Tuesday, November 27, 2012

FOR IMMEDIATE RELEASE:

PCCS Contact:

Cathrine Macort
+1-508-487-3622 x103
+1-508-808-9660
cmacort@coastalstudies.org

Lines embedded in fluke of young humpback whale. PCCS image taken under NOAA permit 932-1905.

Lines embedded in fluke of young humpback whale. PCCS image taken under NOAA permit 932-1905.

Earlier today the Marine Animal Entanglement Response (MAER) team at the Provincetown Center for Coastal Studies (PCCS) disentangled a young humpback whale in waters just outside Cape Cod Bay. This is the eleventh whale rescued by the team in 2012, making this the most successful year for disentanglement operations since the program was initiated in 1984.

Responding to a report from a member of the public, the team found the young humpback with multiple wraps of line wound tightly around its fluke and embedded in its flesh.

Working from a small inflatable vessel, the responders used grappling hooks to gain purchase on the entanglement then attached large buoys to the lines to slow the animal and keep it close to the surface. A fixed knife on the end of a long pole was then used to make several strategic cuts in the line and the drag created by the buoys pulled the entanglement from the whale. Though badly wounded, the whale swam off gear-free.

“Despite the horrific injuries this animal sustained, it stands a far better chance of survival now that it is able to move freely” said Lisa Sette of the MAER program.

The timing of this entanglement was fortunate; the R/V Ibis, the vessel utilized by the MAER team for disentanglement operations, is scheduled to be hauled out for extensive and much needed repairs in the next few days.

PCCS Marine Entanglement Response Team works to free entangled humpback whale. PCCS image taken under NOAA permit 932-1905.

PCCS Marine Entanglement Response Team works to free entangled humpback whale. PCCS image taken under NOAA permit 932-1905.

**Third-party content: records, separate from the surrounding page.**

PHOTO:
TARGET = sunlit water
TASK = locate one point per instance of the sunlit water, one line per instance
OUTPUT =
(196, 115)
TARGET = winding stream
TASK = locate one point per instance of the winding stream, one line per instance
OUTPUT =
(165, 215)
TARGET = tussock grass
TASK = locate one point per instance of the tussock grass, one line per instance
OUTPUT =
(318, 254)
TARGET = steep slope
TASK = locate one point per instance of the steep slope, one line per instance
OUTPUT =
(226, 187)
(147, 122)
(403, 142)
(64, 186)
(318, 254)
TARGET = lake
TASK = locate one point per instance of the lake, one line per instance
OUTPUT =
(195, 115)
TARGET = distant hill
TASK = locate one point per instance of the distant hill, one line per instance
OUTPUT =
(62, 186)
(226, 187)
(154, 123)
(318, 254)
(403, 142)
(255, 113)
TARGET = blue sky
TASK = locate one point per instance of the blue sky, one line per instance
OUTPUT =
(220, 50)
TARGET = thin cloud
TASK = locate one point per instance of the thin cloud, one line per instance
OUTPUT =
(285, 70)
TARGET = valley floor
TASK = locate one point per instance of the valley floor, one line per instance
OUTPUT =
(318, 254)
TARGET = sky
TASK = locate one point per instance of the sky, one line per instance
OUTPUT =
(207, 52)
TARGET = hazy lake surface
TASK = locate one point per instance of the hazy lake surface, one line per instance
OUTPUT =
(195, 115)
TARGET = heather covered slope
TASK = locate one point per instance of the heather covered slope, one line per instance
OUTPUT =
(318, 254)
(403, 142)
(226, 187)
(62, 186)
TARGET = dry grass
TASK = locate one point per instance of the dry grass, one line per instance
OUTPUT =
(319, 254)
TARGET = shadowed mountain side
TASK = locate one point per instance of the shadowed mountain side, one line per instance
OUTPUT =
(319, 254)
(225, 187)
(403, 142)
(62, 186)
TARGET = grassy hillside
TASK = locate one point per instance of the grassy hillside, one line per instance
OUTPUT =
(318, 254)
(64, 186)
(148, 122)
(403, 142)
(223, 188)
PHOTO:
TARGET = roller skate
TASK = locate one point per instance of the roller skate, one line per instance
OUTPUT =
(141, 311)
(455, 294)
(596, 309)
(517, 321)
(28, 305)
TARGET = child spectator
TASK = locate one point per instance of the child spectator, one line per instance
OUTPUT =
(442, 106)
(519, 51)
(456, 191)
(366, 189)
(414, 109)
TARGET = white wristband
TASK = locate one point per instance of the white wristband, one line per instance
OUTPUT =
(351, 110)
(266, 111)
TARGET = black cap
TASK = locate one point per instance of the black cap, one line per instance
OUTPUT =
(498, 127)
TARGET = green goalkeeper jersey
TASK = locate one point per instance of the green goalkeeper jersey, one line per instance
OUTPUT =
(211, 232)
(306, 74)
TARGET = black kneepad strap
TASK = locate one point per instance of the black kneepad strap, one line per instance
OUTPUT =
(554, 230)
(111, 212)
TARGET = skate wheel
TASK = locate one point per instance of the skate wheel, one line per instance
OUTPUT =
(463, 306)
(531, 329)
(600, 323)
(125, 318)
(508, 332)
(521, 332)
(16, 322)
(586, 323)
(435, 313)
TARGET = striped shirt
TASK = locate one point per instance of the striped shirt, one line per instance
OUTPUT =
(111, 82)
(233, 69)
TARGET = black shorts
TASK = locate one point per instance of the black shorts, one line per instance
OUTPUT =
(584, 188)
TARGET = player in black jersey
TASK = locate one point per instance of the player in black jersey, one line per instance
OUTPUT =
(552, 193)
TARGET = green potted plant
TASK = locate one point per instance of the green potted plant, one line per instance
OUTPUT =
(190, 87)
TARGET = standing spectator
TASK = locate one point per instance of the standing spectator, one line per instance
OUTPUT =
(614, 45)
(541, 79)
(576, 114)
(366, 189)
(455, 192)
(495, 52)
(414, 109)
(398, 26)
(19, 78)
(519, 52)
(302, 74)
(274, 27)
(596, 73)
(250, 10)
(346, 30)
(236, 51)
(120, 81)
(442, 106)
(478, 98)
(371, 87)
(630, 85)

“The tremendous wear and tear over the last few seasons and during this unusually busy year in particular has taken a heavy toll on the boat” explained Scott Landry, director of the MAER program. “In order to safely continue our work we have to replace the padded sponsons that keep her afloat and protect both the animals and our crew. It’s a huge, expensive job, but we can’t put it off any longer.”

The Center received a generous emergency grant from the Island Foundation to help offset much of the cost of repairs, but more funds are needed to complete the work. Members of the public are encouraged to visit the PCCS website for more information about the MAER team and their recent whale and turtle rescues, and help with the cost of repairs to the R/V IBIS.

PCCS disentanglement work is supported by a grant from the National Marine Fisheries Service (NMFS) and the Massachusetts Division of Marine Fisheries (MA-DMF). Support for the Marine Animal Response Team also comes from grants from the Massachusetts Environmental Trust, the Pegasus Foundation, the Hermann Foundation, the Mary P. Dolciani Halloran Foundation, and contributions from PCCS members. All disentanglement activities are conducted under a federal permit authorized by NOAA.

The Provincetown Center for Coastal Studies is a non-profit organization dedicated to preserving and protecting marine mammals and ecosystems in the Gulf of Maine through applied research and education.